The lotion: another window…I love wonderful smells and daisies are my favorite flower. This lotion by Marc Jacobs is a divine combination of both.
I suppose the best one-word descriptor for me would have to be “reader”, though, as the books attest. This small snippet of my library is the current rotation:
“Wicked” is a book I’ve started no less than five times, only to desert it for another book after about a hundred pages. It’s not that “Wicked” is…bad…(heh-that’s funny); it’s actually very good. It’s just that some other book comes on the scene (most recently, all seven Harry Potters and The Hunger Games trilogy), and I desert Elphaba again. To do right by her, I’m going to start that book again on page one, as soon as I finish the monstrous tour of the 1960′s with my tour guide, Stephen King, whose “On Writing” also occupies it’s place in my little tower of pages on the nightstand, because I refer to his advice frequently. Anyone who has an interest in writing well, the writing process, or what makes a person a writer should read King’s “On Writing“. He spends the first half of the book in a more or less autobiographical mode, and the glimpses of his life that he shares are poignant and fascinating. One of my favorite portions of the book is his book list, which has been a treasure trove of wildly variant tomes that will take me quite a while to get through. I just started “11/22/63“, and it’s not disappointed me so far: King still writes the best dialogue I’ve ever read (with the possible exception of Larry McMurtry), and he usually give about eight-hundred pages of marvelously escapist plots and fascinating characters. (Time traveling to prevent the Kennedy assassination-how fun is that?) The Ayn Rand biography I am saving: she fascinates me. I’ve read several of her novels, well, several times. Dagney Taggert is one of my favorite heroines in all of fiction.

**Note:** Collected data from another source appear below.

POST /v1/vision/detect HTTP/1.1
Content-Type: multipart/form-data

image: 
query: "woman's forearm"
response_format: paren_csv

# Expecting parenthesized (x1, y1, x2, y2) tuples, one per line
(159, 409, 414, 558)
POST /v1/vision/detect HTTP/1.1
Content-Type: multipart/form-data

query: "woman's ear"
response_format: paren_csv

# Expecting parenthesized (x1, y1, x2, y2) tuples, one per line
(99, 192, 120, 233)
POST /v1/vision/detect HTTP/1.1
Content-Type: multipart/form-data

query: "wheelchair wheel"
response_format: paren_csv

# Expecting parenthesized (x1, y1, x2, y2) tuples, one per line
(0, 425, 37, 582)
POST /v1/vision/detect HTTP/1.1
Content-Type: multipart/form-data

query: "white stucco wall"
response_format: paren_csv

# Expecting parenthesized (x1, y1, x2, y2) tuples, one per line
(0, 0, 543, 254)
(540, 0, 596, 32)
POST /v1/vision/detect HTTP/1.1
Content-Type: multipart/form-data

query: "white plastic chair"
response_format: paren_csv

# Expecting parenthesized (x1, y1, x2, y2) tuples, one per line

The poetry is a treasure: I ration it, and memorize bits I love without realizing it. If you’ve never read Billy Collins, you are depriving yourself of something special. I first heard of him in the aftermath of the September 11th attacks, when he served as our nations Poet Laureate. His poem, “The Names” was perfect: reverent and gentle, but it hurts to read it almost as much as it hurt to watch the television that day.
“Jesus With Dirty Feet” makes me smile…it’s the best sort of writing (outside of the scriptures) on Christ: it’s poetic, and it concentrates on His heart. It is very simple, very gentle. It contains no doctrinal dynamite or hermenuetical gymnastics. It just whispers truths that are too precious to be shouted like “Repentance is an alternative to pretending. It is an invitation to grow. It truly is freedom.” It also says this: “Prayer is great disparity being reconciled: a ludicrous conversation becoming quite possible. Broken humans and a holy and perfect God talking.” Isn’t that the truth?
“Mockingjay” was fabulous-I finished it quickly. “The Language of Flowers” was a gift from my best friend, who knows me all too well. It is in my Top Ten, but I’m nervous I can’t limit that list to just ten, either. Maybe ten categories…yeah, you’re right, probably not.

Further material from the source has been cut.